Après dix mois d'interruption, cette commission s'est réunie à Skopje, jeudi 15 et vendredi 16
octobre. Un signe de détente après la publication, à la mi-septembre, d'un mémorandum signé par
les membres bulgares de la commission, réitérant les exigences de Sofia. D'autres réunions sont
prévues dans les prochains mois et le contentieux semble loin d'être réglé. Bulgares et
Macédoniens continuent à souffler le chaud et le froid sur une question de nature essentiellement
politique. « Il est grand temps pour une solution politique qui confirme tous les principes de
respect de l'histoire, de bonnes relations de voisinage et de respect de notre identité et de notre
langue », affirmait récemment le président bulgare Roumen Radev. « Il y a toujours place pour des
compromis mais ils ne peuvent pas être faits avec l'histoire, l'identité et la langue, ou avec des
revendications sur les minorités nationales. » De son côté, le premier ministre de la Macédoine du
Nord, Zoran Zaev, se déclare optimiste sur la possibilité de parvenir à un compromis et doit se
rendre à Sofia début novembre. Si la Bulgarie maintient sa position, a-t-il toutefois averti, « il n'y
a pas de plan B ». Sous-entendu, la Macédoine du Nord renoncera à l'ouverture de pourparlers
d'adhésion avec l'UE en décembre. La situation politique intérieure bulgare.

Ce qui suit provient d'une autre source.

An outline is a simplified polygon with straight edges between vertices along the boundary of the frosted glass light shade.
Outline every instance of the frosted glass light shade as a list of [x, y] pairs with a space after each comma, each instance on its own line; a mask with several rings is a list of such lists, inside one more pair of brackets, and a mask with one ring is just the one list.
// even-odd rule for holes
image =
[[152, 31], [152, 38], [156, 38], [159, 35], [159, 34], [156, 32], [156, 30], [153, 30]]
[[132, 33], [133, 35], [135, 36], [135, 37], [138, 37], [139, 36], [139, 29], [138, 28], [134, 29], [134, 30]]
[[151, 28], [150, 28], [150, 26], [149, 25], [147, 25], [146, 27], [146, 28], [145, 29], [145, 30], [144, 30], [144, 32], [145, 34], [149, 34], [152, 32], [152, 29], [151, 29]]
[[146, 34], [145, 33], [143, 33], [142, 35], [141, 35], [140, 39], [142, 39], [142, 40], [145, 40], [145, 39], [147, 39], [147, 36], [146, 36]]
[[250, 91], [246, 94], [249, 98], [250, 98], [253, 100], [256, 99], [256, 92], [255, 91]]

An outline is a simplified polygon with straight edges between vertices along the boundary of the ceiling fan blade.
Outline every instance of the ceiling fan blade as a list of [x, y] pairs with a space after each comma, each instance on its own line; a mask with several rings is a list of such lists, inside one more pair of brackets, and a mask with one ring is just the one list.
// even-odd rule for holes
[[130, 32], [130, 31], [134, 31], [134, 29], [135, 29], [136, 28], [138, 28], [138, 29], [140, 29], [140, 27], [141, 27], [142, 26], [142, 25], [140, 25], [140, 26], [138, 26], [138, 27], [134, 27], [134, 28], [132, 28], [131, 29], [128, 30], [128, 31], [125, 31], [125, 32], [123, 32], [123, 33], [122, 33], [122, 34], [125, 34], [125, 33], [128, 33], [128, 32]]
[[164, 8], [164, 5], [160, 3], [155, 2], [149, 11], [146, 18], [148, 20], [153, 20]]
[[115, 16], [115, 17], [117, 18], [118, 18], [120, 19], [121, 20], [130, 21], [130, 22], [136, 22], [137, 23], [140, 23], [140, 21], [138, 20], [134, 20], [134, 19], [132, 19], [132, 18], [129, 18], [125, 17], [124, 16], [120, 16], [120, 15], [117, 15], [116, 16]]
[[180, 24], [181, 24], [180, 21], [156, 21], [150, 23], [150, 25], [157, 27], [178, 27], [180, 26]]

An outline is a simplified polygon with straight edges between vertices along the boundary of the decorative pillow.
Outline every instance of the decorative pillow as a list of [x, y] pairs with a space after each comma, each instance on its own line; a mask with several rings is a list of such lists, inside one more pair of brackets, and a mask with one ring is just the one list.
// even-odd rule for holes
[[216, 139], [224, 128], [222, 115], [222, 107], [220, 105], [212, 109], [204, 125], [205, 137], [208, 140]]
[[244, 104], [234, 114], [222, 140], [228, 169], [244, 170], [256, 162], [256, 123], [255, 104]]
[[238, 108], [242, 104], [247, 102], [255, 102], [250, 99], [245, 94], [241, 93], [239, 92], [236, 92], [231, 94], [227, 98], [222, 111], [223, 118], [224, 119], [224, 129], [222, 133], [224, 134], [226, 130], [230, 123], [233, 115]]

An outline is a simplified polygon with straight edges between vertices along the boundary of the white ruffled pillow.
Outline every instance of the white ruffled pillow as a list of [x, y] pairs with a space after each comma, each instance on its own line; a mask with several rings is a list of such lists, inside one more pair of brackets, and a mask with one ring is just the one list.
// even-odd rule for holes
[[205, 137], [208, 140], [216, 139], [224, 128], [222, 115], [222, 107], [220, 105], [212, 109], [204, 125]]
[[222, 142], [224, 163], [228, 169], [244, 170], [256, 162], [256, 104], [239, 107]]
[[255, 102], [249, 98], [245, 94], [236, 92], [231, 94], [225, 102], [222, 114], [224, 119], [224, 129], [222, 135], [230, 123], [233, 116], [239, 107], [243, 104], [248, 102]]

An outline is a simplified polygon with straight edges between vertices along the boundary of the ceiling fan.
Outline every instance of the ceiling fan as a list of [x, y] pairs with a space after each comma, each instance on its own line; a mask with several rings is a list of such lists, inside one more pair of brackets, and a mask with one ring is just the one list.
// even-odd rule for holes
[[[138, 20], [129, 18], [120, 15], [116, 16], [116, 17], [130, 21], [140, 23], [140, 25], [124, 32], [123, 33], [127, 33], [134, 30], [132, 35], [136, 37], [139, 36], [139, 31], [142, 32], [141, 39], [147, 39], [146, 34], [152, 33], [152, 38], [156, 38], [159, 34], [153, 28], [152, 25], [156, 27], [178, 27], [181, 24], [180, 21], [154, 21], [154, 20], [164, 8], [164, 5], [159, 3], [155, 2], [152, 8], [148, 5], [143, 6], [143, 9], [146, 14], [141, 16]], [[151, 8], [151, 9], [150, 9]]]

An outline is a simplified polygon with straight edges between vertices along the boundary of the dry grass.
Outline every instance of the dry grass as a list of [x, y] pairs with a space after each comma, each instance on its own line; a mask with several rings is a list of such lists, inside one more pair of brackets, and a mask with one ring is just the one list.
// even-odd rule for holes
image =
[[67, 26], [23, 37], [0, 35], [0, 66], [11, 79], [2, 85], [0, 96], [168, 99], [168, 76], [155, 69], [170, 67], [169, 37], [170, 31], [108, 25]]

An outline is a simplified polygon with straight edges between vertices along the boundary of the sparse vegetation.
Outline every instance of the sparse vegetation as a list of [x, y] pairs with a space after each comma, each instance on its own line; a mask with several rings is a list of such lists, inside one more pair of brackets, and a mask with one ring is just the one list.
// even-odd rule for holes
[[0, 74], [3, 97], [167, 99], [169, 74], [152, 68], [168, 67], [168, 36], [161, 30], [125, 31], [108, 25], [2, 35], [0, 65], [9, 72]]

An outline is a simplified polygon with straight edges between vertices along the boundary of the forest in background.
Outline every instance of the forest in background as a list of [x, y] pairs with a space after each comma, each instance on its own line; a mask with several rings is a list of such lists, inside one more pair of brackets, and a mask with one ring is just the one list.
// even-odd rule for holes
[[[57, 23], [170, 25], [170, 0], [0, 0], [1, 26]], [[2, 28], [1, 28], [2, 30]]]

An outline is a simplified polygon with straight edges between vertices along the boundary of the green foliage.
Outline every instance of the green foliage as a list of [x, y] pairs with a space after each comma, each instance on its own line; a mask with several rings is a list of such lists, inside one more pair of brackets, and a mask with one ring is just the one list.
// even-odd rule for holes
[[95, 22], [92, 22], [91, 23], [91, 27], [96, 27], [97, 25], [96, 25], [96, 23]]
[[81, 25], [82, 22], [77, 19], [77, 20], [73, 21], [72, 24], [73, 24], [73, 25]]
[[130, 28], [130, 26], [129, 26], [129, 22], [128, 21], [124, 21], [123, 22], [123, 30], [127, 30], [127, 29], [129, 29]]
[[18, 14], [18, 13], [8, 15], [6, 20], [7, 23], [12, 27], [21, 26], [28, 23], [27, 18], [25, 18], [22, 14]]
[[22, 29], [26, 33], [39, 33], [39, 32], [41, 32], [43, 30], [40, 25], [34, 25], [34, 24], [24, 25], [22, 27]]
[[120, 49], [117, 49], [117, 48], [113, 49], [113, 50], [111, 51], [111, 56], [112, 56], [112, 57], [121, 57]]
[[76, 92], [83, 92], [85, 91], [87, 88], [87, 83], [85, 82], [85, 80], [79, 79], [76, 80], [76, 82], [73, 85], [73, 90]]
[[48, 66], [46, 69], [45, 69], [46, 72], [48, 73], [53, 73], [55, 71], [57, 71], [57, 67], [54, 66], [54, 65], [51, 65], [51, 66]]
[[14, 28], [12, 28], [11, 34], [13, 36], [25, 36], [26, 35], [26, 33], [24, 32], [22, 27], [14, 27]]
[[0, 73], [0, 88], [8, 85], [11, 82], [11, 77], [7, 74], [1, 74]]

Sous le même prétexte linguistique, la Bulgarie bloque depuis plusieurs mois un accord entre l'UE
et la Macédoine du Nord pour la participation de policiers de Frontex, l'agence chargée du contrôle
des frontières extérieures de l'espace Schengen, au contrôle de la frontière avec la Grèce. « La
situation politique intérieure bulgare, avec les manifestations contre la corruption et la
surenchère du parti nationaliste VMRO, membre de la coalition gouvernementale, joue un rôle
important dans cette querelle », analyse un diplomate européen. « Le premier ministre bulgare
Boïko Borissov pourrait persister dans son blocage mais il y a une part de bluff car il ne gagnerait
pas grand-chose en s'opposant à ses partenaires européens sur l'ouverture de négociations
d'adhésion qui de toute façon vont durer dix ans ».